We undertake a quantitative examination of trends in the quantity, process of creation, and quality of geographic Wikipedia articles. We focus our analyses on geographic articles in English Wikipedia that are located in the contiguous United States (i.e. articles with latitude and longitude coordinates such as Chicago), but also examine geographic articles in Chinese Wikipedia that are located in China. We aggregate all of our metrics to the county level in the United States and precinct level in China. We use spatial regressions to explore the relationship between these metrics and the urban-rural divide while controlling for several other important socioeconomic status indicators such as income and race. We examine the following metrics (see the paper for descriptions of each metric):
- Quantity: # of articles per capita
- Quantity: article length (bytes) per capita
- Quantity: outlinks per capita
- Process: % of tokens that are produced by editors with a "local focus"
- Process: # of tokens that are produced by editors with a "local focus" per capita
- Process: % of tokens that are produced by human editors (i.e. not bots or scripts)
- Process: # of tokens that are produced by human editors per capita
- Quality: % of articles that are C-class or higher
- Quality: # of articles that are C-class or higher per capita
- Quality: outlink entropy
- Fall 2015: examination of high-level trends in quantity, process, and quality metrics across urban-rural divide.
- Spring 2017: further exploration.
Policy, Ethics and Human Subjects ResearchEdit
It's very important that researchers do not disrupt Wikipedians' work. Please add to this section any consideration relevant to ethical implications of your project or references to Wikimedia policies, if applicable. If your study has been approved by an ethical committee or an institutional review board (IRB), please quote the corresponding reference and date of approval.
We have been conducting a quantitative data analysis of Wikipedia dump files and so have not needed an IRB as we have not worked directly with any Wikipedians or examined any private data.
The high-level results from our first exploration are as follows:
- Peer-produced content about urban areas is of higher quality than that of rural areas, with this difference persisting across two countries with very different human geographies as well as two communities (we also studied analogous metrics in OpenStreetMap in both the United States and China)
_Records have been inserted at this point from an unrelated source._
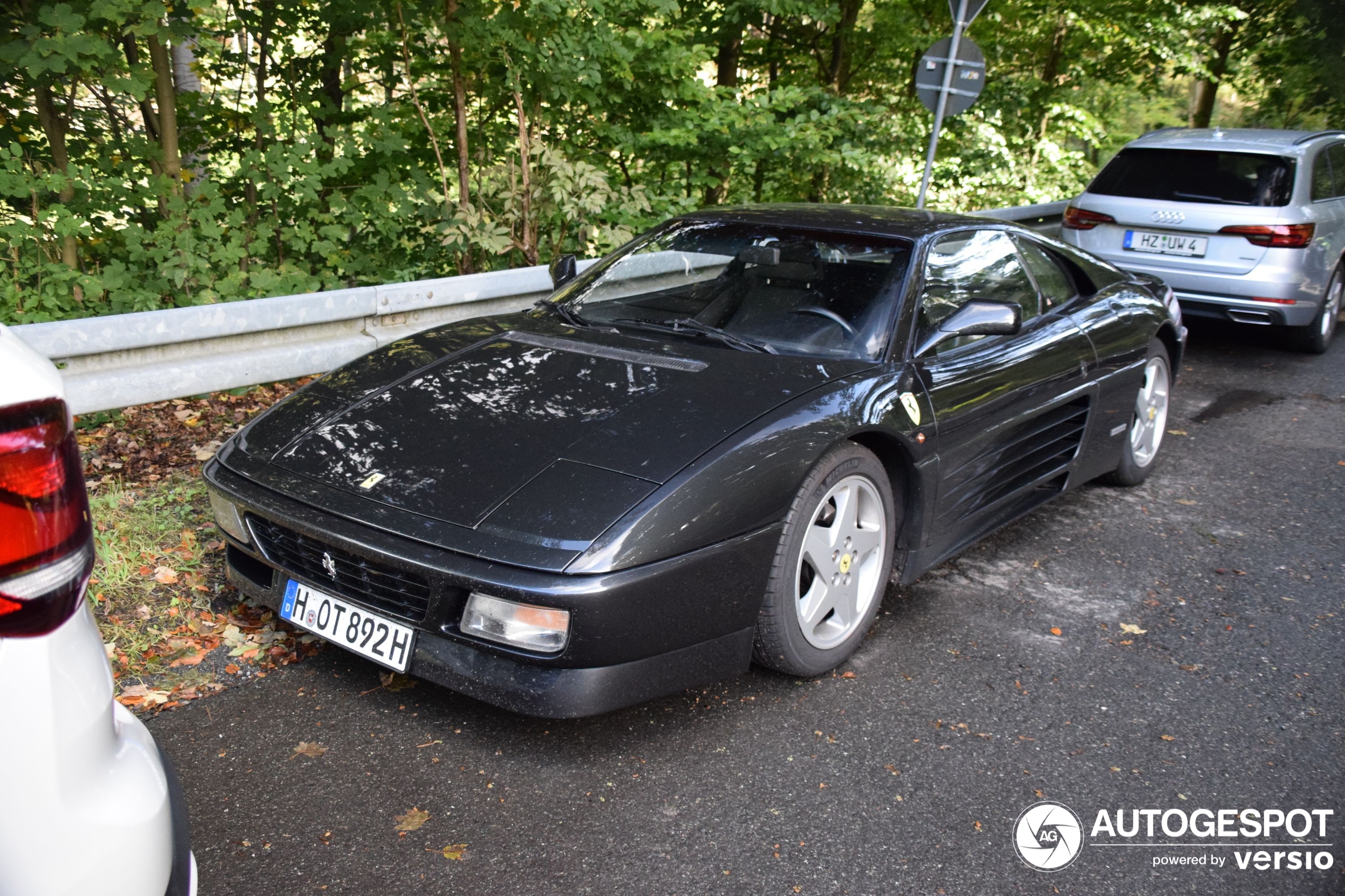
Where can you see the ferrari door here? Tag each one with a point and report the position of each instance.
(1009, 410)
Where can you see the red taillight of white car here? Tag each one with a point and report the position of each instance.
(46, 542)
(1083, 220)
(1274, 236)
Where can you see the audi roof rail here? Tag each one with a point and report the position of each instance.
(1159, 131)
(1320, 133)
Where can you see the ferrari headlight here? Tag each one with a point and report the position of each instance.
(519, 625)
(228, 516)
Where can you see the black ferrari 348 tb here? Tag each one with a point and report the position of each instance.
(712, 448)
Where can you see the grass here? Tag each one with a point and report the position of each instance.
(153, 562)
(173, 625)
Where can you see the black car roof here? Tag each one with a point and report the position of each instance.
(890, 221)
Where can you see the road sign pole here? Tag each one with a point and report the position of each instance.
(943, 100)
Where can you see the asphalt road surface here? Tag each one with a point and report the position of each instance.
(907, 777)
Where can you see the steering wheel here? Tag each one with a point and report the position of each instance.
(831, 316)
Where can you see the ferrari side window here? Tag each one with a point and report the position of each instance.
(1055, 285)
(980, 264)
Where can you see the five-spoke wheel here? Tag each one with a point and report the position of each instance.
(831, 566)
(1149, 421)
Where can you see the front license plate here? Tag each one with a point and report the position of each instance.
(1144, 241)
(352, 627)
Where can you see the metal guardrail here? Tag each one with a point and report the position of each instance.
(1043, 216)
(153, 356)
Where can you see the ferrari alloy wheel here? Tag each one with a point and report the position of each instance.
(841, 563)
(1146, 433)
(831, 565)
(1149, 422)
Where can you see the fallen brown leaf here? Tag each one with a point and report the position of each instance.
(396, 682)
(193, 660)
(310, 749)
(412, 820)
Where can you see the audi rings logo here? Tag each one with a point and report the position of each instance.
(1048, 836)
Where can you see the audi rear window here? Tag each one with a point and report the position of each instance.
(1197, 176)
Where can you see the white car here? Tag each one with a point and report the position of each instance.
(88, 804)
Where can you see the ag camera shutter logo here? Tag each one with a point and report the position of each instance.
(1048, 836)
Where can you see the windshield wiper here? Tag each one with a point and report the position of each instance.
(688, 325)
(1211, 199)
(562, 312)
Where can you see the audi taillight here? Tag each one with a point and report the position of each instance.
(46, 550)
(1274, 236)
(1084, 220)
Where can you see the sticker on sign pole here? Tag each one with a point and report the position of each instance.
(969, 77)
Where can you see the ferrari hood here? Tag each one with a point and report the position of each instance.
(537, 435)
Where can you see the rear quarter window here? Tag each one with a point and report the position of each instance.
(1197, 176)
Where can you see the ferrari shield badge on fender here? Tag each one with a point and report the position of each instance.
(908, 401)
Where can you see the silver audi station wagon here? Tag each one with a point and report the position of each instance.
(1246, 226)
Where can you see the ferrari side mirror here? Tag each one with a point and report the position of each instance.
(562, 269)
(977, 319)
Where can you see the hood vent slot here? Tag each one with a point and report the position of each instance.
(580, 347)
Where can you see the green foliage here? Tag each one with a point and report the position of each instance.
(322, 147)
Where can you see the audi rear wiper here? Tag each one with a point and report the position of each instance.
(688, 325)
(1211, 199)
(562, 312)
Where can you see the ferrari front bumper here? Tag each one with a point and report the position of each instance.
(635, 635)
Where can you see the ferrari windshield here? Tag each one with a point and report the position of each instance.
(781, 289)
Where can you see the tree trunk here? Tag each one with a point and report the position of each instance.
(410, 83)
(455, 58)
(731, 50)
(147, 111)
(837, 73)
(1051, 70)
(727, 76)
(167, 108)
(331, 97)
(187, 81)
(529, 237)
(1203, 101)
(54, 128)
(260, 126)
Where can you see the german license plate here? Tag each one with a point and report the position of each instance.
(352, 627)
(1144, 241)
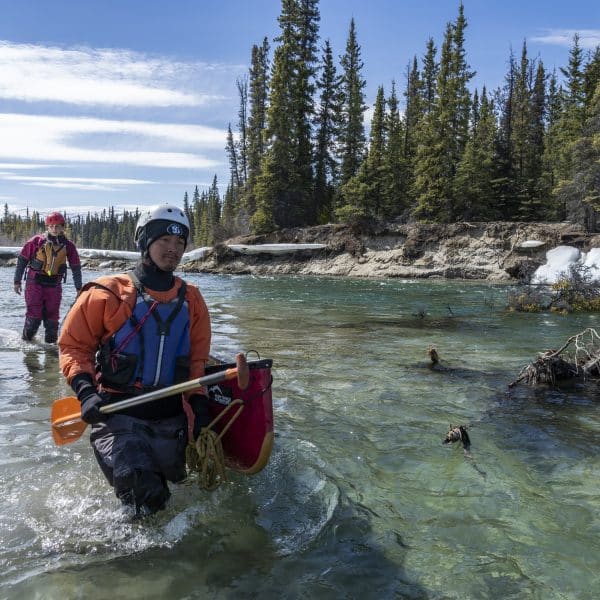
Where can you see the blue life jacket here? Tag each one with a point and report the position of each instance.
(151, 349)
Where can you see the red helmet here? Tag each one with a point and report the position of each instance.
(55, 219)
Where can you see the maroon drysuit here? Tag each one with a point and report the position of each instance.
(43, 293)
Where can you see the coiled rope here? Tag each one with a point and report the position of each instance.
(206, 456)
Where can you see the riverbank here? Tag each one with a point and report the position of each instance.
(499, 251)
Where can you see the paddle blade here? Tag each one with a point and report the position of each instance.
(243, 371)
(67, 425)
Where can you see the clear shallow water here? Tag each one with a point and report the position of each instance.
(361, 498)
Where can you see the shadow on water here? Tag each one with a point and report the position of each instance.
(288, 532)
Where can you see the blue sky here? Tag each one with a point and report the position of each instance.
(126, 103)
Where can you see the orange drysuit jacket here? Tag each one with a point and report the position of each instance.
(98, 313)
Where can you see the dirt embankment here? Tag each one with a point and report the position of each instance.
(483, 251)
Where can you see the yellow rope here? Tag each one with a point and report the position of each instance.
(206, 456)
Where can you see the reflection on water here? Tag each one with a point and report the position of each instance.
(361, 499)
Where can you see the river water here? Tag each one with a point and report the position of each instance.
(360, 499)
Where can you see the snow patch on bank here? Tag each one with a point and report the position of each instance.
(559, 261)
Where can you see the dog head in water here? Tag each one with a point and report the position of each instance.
(458, 433)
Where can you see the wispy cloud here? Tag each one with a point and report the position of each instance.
(37, 138)
(86, 76)
(80, 183)
(588, 38)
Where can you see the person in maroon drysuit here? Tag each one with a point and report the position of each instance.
(45, 258)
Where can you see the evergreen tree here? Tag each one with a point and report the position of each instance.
(396, 179)
(352, 138)
(242, 145)
(413, 115)
(284, 187)
(327, 123)
(364, 193)
(430, 72)
(257, 119)
(581, 194)
(476, 172)
(570, 123)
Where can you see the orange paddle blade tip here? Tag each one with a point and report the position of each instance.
(243, 371)
(67, 425)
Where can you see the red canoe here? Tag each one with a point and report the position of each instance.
(247, 416)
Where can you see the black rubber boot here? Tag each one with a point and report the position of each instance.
(30, 328)
(51, 333)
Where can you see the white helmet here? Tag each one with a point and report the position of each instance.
(160, 220)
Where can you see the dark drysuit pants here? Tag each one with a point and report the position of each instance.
(139, 456)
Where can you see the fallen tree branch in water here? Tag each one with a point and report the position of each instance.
(579, 356)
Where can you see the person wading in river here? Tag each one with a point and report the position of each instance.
(130, 334)
(45, 258)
- We find that bot and batch-editing tools play a critical role in ensuring that there is any content at all about some rural areas.
- Through our multivariable spatial regressions, we identify that these biases in quantity, process, and quality also appear to be related to political leanings, education, and profession.
Johnson, I., Lin, Y., Li, T., Hall, A., Halfaker, A., Schöning, J., and Hecht, B. Not at Home on the Range: Peer Production and the Urban/Rural Divide. Proceedings of CHI 2016. New York: ACM Press.
- Johnson, I. L., Lin, Y., Li, T. J. J., Hall, A., Halfaker, A., Schöning, J., & Hecht, B. (2016, May). Not at home on the range: Peer production and the urban/rural divide. In Proceedings of the 2016 CHI Conference on Human Factors in Computing Systems (pp. 13-25). ACM.